Lord Nibbo":2cabuzjl said:
You forget the boat now displaces less too
No it doesn't, the
boat itself still displaces its own mass. Before it was the boat plus its cargo doing the displacing, but the boat itself still displaces its own mass.
Lord Nibbo":2cabuzjl said:
if I take a pee from a boat the water level will stay the same, it don't matter if I pee a pint of a thousand gallons
True, sort of, but only because the density of pee is the same as the density of the water in the lake*. The point of this calculation is that the density of the cargo is greater than the density of the water in the lake.
SVB":2cabuzjl said:
Depends where is is marked, assuming your are looking for the actual level, the water level on the side of the boat will fall
Correct!
SVB":2cabuzjl said:
but the actual depth of water in the lake will remain the same.

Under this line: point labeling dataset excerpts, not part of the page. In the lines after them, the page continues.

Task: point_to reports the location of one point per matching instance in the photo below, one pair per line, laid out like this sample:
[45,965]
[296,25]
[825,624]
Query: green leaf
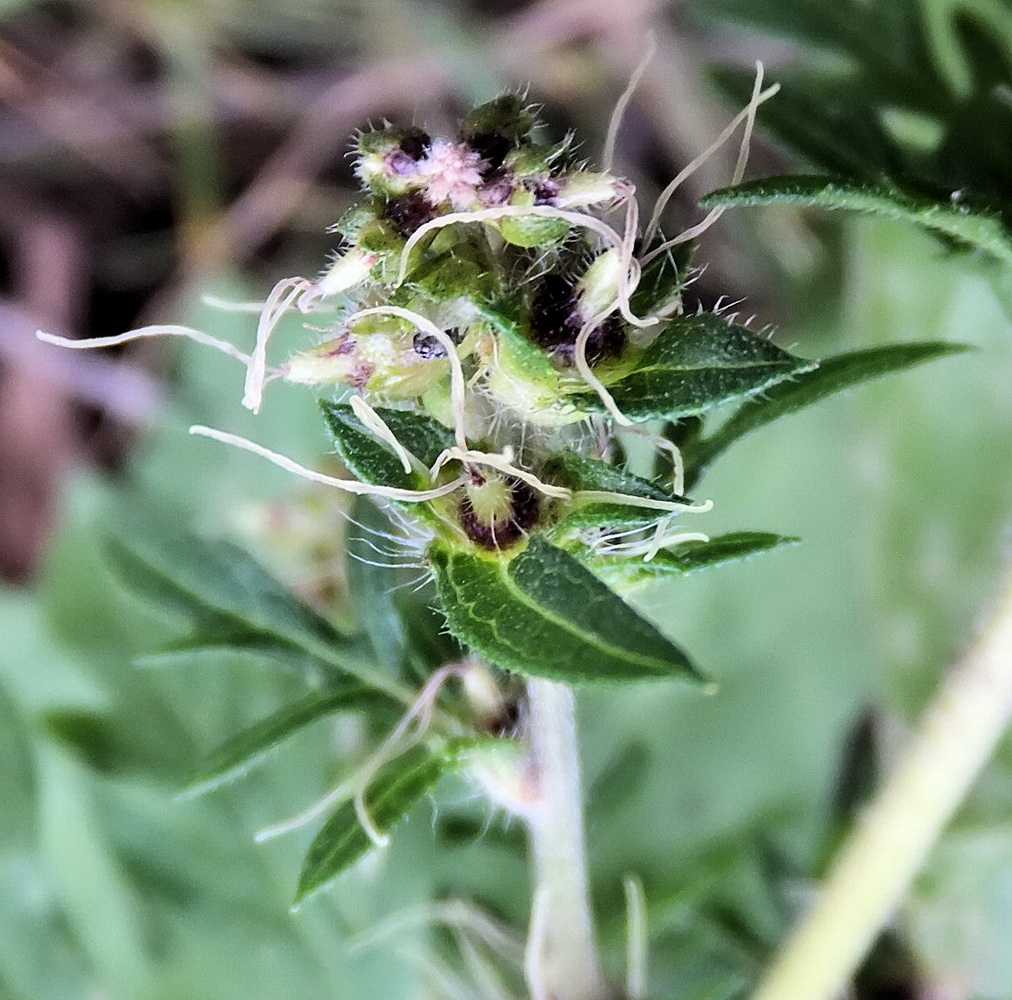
[662,279]
[372,461]
[832,376]
[964,221]
[233,602]
[369,585]
[245,750]
[582,473]
[542,612]
[17,779]
[687,558]
[390,796]
[698,362]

Ah, incorrect. It drops slightly.
Roger":2cabuzjl said:
It will vary depending on whether the moon is over head or on the other side of the earth.
And, of course, whether there is an R in the month
bugbear":2cabuzjl said:
Are you SURE he's a physicist?
Roger":2cabuzjl said:
Actually astrophycisist...brain the size of a planet. I did say that he got the plane on the treadmill wrong!
This one too. I should check his creds if I were you. Are you sure he said Astrophysicist and not AstroTurf Rep?
This is basic Archimedes.
S
*I don't actually know if the density of urine is the same as lake-water, but, for the sake of this discussion, let us assume that it is, shall we? I, for one, am not going to go to the trouble of measuring it.